On November 4, 2016 Judge Wil Condry issued a summary Final Order in the case of Valcourt-Williams v. Sedgwick Claims Management. On April 5, 2019 the Florida First District Court of Appeal reversed the decision in an en banc decision. There are those who believe that this decision will have serious implications for Florida workers' compensation.
There are several points of interest. First, the injured worker is coincidentally employed by a company that adjusts workers' compensation claims. Second, the jurisdiction of the case is in Florida, but the accident occurred in the Claimant's home in Arizona. Third, the injured worker was a telecommuter, working remotely pursuant to a written agreement with the employer. Fourth, the opinion employs the process of en banc proceedings. And, finally, the opinion includes two dissenting opinions that raise intriguing points, one being the value of marketplace predictability in workers' compensation. As an aside, the Court's decision comes just over two years after the notice of appeal was filed January 5, 2017.
The facts of the case are not complex. The Claimant worked in Arizona on a 04:00-12:30 workday (to conform to the time zone in Florida). She equipped a workspace with a desk, etc., and regularly worked there pursuant to the written agreement with the employer. On April 27, 2016, she took a break in the morning and visited her kitchen for a beverage. There, she retrieved a cup, turned, and tripped over her pet dog. She fell to her knee and injured herself.

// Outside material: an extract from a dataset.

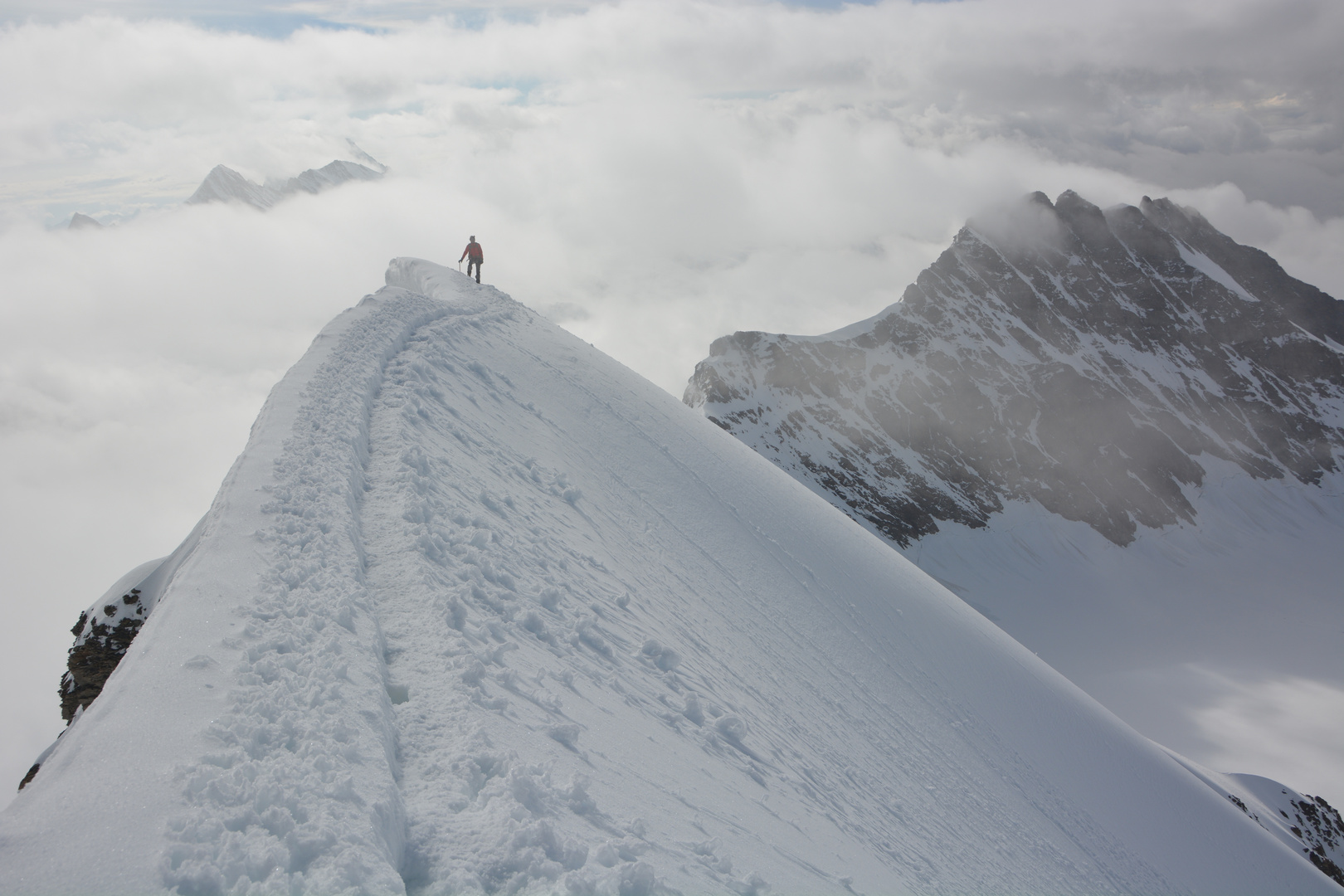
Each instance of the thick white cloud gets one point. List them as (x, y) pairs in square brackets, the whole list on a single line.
[(1283, 728), (654, 173)]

The real dispute in the case is centered on the risk of the fall. The trial judge concluded that by written agreement the workplace had been "imported" into the Claimant's home. He held the injury compensable under the personal comfort doctrine. The trial judge had determined the case to be compensable essentially because it had occurred during work hours, in the workplace, and on a break that was of value to both the employee and employer. Twelve of the Court's judges disagreed that the injuries were compensable and reversed the trial judge's decision. Two judges wrote dissenting opinions.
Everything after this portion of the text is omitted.